É possível desenvolver uma nação de assistidos? - Paulo Roberto de Almeida

É possível desenvolver uma nação de assistidos?

Paulo Roberto de Almeida 

Leio isto a partir de uma fonte oficial:

Em janeiro de 2025, havia 20,5 milhões de famílias no programa social....

        A partir daí deduzo que quase metade, ou pelo menos 1/3, da população brasileira, se tornou dependente dos subsídios estatais para complementar a sua alimentação ou para suprir qualquer outra necessidade familiar. Supondo-se que o Bolsa Família — como é o seu propósito oficial — destina-se a atender famílias e não indivíduos isolados, e supondo-se que cada núcleo familiar se componha de três ou quatro pessoas, chega-se ao fantástico número de 75 a 100 milhões de pessoas dispondo desse benefício de assistência pública a brasileiros oficialmente carentes, ou seja, pobres ou miseráveis. 

        Autoridades governamentais devem olhar com orgulho esses números, e até repetem um presumido argumento do Banco Mundial segundo o qual o Bolsa Família se trataria do maior programa de redução da pobreza existente no mundo. É possível que seja, mas isso, para mim, não constitui nenhum motivo de orgulho, e sim de vergonha e desalento. 

        Creio que, na verdade, o BF representa, não um programa de redução, sequer de eliminação, da pobreza, e sim um expediente para sua manutenção, quiçá para sua “eternização” estrutural e institucional. É fácil deduzir isso, com base no histórico mundial de todos os programas mundiais de Assistência Oficial ao Desenvolvimento (AOD, em esquemas multilaterais ou nacionais).

        Todos esses programas — AID do Banco Mundial, CAD-OCDE, instituições nacionais do Norte desenvolvido — foram criados na sequência do grande movimento de descolonização do início dos anos 1960. De certa forma, eles se eternizaram e criaram toda uma estrutura complexa de ajuda pública a países mais pobres, supostamente dirigida à população mais carente. Como demonstrou William Clyne, que trabalhou nesse setor durante mais de dez anos para o Banco Mundial, os países que mais receberam ajuda foram os que menos se desenvolveram nos 50 anos seguintes, e continuam sendo os mais frequentes beneficiários da AOD ainda hoje. Seu livro White Man’s Burden demonstra claramente como a AOD pode deformar as estruturas econômicas e os próprios orçamentos públicos dos países beneficiários, levando à dependência estrutural, não à autonomia no processo de desenvolvimento econômico e social, quando não incentivos à corrupção de elites ou simples funcionários públicos.

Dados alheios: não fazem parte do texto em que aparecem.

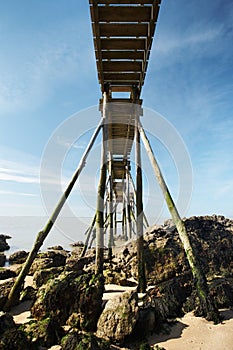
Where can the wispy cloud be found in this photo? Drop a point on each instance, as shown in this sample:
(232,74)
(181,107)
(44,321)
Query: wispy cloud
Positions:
(54,59)
(14,193)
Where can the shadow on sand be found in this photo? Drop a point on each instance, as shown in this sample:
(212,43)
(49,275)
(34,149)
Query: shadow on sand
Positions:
(170,331)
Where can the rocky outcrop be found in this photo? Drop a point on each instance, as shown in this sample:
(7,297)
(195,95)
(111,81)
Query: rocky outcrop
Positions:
(3,242)
(53,258)
(68,294)
(42,276)
(119,317)
(2,259)
(81,341)
(5,289)
(43,333)
(18,257)
(6,273)
(14,339)
(6,322)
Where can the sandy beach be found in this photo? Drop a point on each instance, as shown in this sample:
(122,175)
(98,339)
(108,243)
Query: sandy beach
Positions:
(188,332)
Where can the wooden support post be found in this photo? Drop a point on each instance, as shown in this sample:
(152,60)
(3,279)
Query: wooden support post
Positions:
(15,291)
(89,232)
(139,207)
(100,200)
(207,305)
(110,241)
(128,205)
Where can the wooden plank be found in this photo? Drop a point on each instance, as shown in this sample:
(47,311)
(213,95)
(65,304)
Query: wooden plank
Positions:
(125,2)
(124,13)
(122,66)
(123,55)
(113,30)
(108,77)
(123,44)
(118,88)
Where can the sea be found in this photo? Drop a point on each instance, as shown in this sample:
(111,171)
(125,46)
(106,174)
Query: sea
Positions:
(23,231)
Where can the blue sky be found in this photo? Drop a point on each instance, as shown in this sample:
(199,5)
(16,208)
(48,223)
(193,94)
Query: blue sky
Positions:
(48,73)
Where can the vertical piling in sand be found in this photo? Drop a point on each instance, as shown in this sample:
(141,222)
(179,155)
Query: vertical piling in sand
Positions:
(15,291)
(101,193)
(206,303)
(139,208)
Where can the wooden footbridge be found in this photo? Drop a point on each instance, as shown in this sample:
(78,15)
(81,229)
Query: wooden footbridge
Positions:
(123,31)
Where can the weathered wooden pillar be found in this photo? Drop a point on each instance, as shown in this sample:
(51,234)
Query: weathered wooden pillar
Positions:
(101,192)
(111,214)
(88,233)
(15,291)
(207,305)
(139,209)
(128,205)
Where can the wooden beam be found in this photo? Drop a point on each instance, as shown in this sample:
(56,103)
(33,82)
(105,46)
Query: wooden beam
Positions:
(123,44)
(122,2)
(124,13)
(125,30)
(122,66)
(123,55)
(109,77)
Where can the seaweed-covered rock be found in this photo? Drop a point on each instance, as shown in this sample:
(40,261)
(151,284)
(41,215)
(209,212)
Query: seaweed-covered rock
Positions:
(221,290)
(46,332)
(28,293)
(42,276)
(56,247)
(5,289)
(6,322)
(2,259)
(18,257)
(3,242)
(75,263)
(71,293)
(168,298)
(6,273)
(14,339)
(119,317)
(79,341)
(49,259)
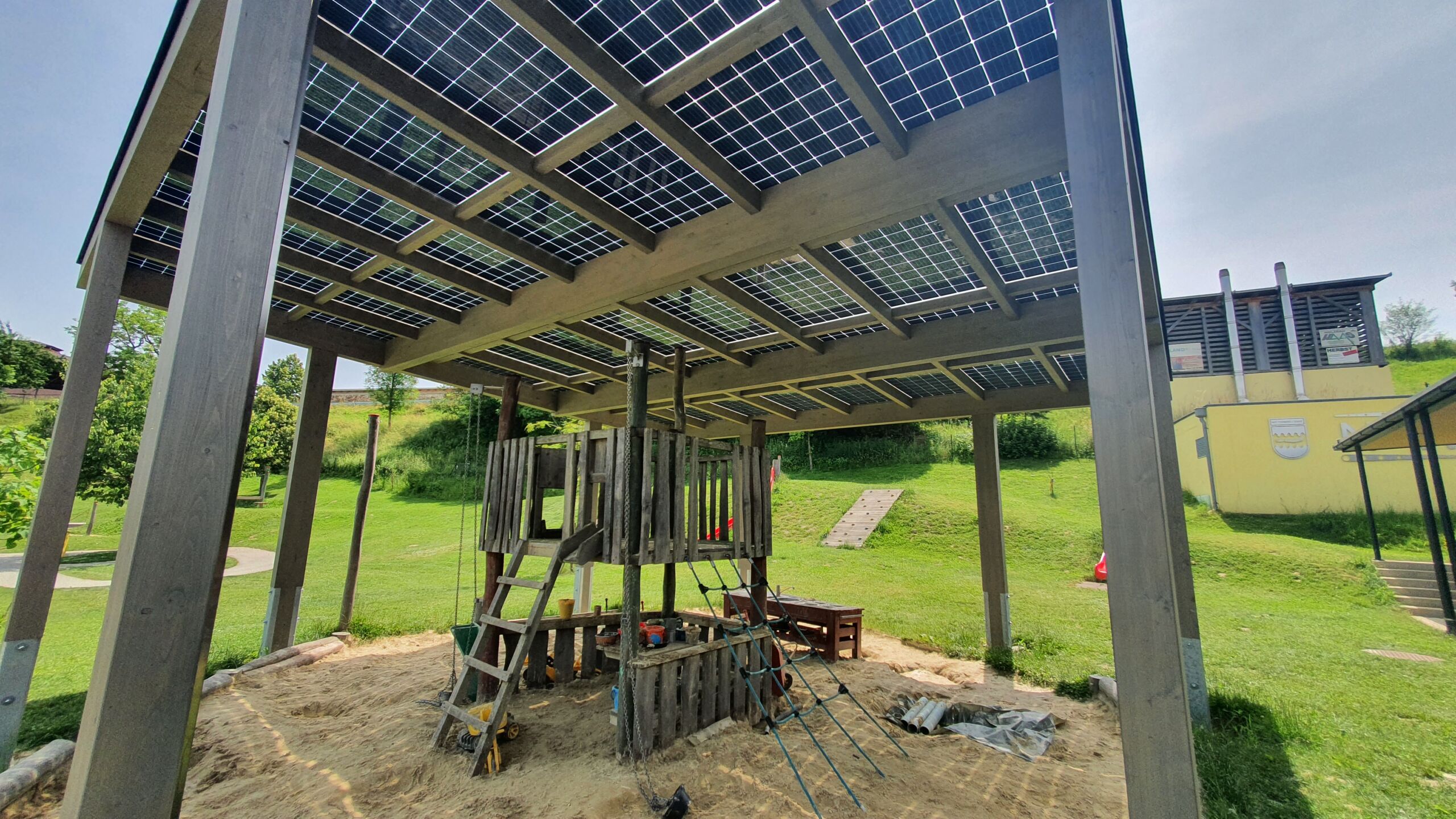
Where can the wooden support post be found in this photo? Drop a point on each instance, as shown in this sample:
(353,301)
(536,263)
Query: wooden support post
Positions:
(63,467)
(495,561)
(360,512)
(632,544)
(1158,754)
(995,584)
(136,732)
(292,559)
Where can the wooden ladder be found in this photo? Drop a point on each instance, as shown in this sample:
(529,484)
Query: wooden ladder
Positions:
(508,677)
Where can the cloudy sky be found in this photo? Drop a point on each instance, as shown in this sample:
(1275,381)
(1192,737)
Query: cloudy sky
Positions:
(1315,133)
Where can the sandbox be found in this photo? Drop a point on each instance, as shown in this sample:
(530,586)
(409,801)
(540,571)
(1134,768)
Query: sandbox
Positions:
(349,738)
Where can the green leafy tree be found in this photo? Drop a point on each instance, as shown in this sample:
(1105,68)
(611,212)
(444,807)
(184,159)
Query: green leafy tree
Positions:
(21,460)
(286,378)
(392,391)
(270,435)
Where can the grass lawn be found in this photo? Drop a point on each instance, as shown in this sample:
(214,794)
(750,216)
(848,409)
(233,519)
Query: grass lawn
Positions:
(1309,725)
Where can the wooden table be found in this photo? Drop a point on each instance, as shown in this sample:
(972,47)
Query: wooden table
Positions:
(829,627)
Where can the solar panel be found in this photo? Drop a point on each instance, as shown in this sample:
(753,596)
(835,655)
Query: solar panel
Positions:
(643,178)
(710,314)
(1025,231)
(537,361)
(855,394)
(549,225)
(935,57)
(1008,375)
(776,113)
(650,37)
(574,343)
(355,299)
(357,118)
(349,325)
(1074,365)
(405,279)
(908,263)
(482,260)
(479,59)
(329,250)
(799,291)
(925,385)
(336,195)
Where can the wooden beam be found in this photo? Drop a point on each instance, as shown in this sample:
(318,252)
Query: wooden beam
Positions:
(1017,138)
(1158,738)
(820,30)
(1057,377)
(677,327)
(970,247)
(766,315)
(562,37)
(169,563)
(394,84)
(846,280)
(443,214)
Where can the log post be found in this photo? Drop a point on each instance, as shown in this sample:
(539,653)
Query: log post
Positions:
(360,514)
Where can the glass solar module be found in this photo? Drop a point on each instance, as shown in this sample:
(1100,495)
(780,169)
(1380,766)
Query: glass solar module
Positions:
(1008,375)
(574,343)
(385,309)
(1074,365)
(935,57)
(479,59)
(299,280)
(799,291)
(405,279)
(336,195)
(175,190)
(316,244)
(552,226)
(349,325)
(643,178)
(354,117)
(925,385)
(776,113)
(159,232)
(908,263)
(482,260)
(1025,231)
(650,37)
(710,314)
(855,394)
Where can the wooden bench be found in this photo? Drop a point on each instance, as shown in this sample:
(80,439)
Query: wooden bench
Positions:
(829,627)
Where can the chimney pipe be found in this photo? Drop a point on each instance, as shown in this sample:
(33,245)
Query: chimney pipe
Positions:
(1290,334)
(1234,336)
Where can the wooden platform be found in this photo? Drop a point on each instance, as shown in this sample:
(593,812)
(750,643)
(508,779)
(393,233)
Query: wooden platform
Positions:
(859,522)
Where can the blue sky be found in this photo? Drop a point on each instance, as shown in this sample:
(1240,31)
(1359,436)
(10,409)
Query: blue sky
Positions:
(1314,133)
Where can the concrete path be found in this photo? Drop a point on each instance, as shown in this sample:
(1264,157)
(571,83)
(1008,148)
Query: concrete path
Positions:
(250,561)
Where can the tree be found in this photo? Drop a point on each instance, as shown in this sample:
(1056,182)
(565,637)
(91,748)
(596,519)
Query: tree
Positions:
(21,460)
(286,378)
(1407,321)
(270,435)
(391,391)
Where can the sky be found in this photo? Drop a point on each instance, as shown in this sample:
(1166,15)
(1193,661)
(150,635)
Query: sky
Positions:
(1315,133)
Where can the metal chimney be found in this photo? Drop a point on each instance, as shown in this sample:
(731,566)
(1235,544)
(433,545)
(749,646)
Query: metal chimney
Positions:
(1290,334)
(1234,336)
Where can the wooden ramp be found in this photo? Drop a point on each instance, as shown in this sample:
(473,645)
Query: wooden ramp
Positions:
(862,518)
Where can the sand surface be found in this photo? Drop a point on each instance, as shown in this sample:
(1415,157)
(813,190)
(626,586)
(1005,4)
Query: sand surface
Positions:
(346,738)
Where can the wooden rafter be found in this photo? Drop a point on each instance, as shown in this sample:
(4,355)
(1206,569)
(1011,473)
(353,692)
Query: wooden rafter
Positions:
(562,37)
(394,84)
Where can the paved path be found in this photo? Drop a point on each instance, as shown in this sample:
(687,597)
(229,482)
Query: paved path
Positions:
(250,561)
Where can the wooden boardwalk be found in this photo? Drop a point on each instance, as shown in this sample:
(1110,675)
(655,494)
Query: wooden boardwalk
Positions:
(862,518)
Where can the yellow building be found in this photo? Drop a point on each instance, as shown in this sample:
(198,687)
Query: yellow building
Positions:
(1259,417)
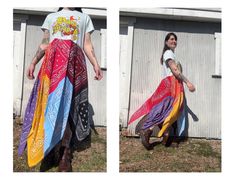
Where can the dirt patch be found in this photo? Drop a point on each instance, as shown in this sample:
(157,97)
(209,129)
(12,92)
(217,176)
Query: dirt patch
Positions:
(87,159)
(192,155)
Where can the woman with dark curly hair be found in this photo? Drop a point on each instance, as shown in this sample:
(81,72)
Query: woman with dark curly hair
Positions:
(164,107)
(57,111)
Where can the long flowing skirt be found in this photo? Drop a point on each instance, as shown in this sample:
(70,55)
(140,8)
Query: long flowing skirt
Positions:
(60,93)
(163,107)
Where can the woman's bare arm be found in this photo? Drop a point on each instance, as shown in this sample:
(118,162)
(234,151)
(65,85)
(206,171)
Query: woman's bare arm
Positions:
(39,55)
(42,47)
(177,73)
(89,51)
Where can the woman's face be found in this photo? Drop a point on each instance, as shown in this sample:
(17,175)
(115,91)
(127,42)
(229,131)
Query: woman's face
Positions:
(171,43)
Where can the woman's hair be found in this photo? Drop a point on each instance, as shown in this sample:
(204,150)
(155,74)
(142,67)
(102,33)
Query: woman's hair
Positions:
(76,8)
(165,46)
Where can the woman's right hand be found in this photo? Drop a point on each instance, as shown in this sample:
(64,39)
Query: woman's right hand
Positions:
(30,71)
(190,87)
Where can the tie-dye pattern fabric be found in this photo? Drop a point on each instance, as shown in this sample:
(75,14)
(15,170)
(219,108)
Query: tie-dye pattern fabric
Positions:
(163,107)
(60,91)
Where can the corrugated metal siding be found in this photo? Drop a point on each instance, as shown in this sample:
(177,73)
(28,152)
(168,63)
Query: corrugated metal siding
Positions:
(97,90)
(196,52)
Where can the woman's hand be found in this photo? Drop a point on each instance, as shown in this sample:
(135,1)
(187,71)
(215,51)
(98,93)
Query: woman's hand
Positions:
(30,71)
(190,87)
(98,72)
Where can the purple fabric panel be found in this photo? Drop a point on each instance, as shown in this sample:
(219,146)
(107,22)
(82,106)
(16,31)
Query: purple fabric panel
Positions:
(159,112)
(29,114)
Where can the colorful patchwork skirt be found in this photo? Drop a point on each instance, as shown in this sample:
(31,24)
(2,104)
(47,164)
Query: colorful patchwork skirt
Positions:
(60,93)
(164,107)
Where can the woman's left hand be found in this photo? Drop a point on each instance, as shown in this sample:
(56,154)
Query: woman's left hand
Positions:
(98,72)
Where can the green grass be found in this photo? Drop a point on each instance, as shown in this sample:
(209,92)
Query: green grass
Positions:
(89,159)
(193,155)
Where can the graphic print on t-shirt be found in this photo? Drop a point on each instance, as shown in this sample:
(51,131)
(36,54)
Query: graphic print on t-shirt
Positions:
(67,27)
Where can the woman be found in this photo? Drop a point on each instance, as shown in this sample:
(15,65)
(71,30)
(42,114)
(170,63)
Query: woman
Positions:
(57,110)
(166,104)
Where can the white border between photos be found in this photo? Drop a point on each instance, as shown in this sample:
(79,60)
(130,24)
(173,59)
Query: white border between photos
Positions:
(228,85)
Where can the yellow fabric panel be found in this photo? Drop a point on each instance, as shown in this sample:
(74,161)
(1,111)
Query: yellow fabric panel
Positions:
(35,141)
(174,114)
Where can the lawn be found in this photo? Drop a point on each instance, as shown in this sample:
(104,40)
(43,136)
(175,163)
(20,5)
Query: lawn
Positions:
(192,155)
(90,158)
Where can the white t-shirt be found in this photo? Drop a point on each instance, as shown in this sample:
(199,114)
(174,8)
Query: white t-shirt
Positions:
(169,54)
(67,24)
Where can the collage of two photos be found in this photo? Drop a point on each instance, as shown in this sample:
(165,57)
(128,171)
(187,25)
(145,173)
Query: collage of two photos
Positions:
(170,89)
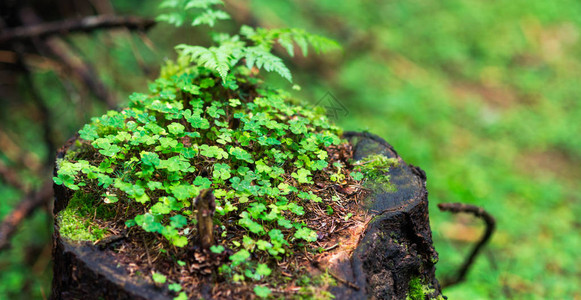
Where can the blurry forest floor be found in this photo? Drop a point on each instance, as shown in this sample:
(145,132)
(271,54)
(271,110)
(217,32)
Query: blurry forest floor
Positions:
(482,95)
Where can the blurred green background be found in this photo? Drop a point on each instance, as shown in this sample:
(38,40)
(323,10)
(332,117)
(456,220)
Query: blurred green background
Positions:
(482,95)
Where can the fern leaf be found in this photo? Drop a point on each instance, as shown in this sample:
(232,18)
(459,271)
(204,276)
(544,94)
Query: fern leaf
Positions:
(322,44)
(176,19)
(286,41)
(210,17)
(217,59)
(204,4)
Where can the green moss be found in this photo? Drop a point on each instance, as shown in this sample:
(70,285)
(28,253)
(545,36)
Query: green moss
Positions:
(376,168)
(76,220)
(420,291)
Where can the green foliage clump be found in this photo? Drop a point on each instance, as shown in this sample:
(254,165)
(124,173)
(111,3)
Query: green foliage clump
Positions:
(209,122)
(76,221)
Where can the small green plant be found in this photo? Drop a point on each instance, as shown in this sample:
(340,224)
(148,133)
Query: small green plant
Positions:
(375,167)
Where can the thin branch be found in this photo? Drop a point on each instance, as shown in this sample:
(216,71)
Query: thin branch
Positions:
(10,177)
(86,24)
(44,111)
(490,226)
(83,70)
(24,209)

        Não deve ser diferente com o BF, nosso orgulho nacional, que como já dito preserva a pobreza, não a elimina (e passa a representar spenas um subsídio ao consumo, alimentar ou outro, dos mais carentes. Se, por algum acaso — “tragédia” orçamentária ou outra — o programa desaparecer, haverá mais pobres e dependentes da ajuda oficial do que havia antes. 

        Não creio que esse tipo de subsídio ao consumo seja a melhor via para o desenvolvimento da nação. No mínimo ele repete o temor expresso numa velha canção de Luiz Gonzaga: “uma esmola, meu senhor, para o homem que é são, ou lhe mata de vergonha, ou vicia o cidadão”.

        Não há, contudo, qualquer temor de que isso acabe: ainda não nasceu o político que vai propor o fim do BF, assim que, como no caso dos programas de AOD, não se prevê o final da gigantesca máquina que vive em função do espírito que a anima: ajudar os mais pobres.

        Com muito poucas exceções, poucos países integrantes do hoje chamado Sul Global conseguiram saltar da barreira do desenvolvimento, ou seja, se tornarem autônomos de qualquer ajuda pública.

        Mesmo o Brasil, um país que se orgulha de seu status de representante do tal de Sul Global, mas que realizou um dos mais fantásticos processos de modernização agrícola e industrial ao longo das últimas seis ou sete décadas, ainda não se libertou da tragédia que é ter mais de um terço da população oficialmente na pobreza (e, portanto, oficialmente beneficiária da ajuda pública). Mais ainda: diplomaticamente, o Brasil é um dos líderes mundiais da preservação do status oficial, verdadeiro princípio da diplomacia multilateral, do “tratamento especial, diferencial e mais favorável, para países em desenvolvimento”. 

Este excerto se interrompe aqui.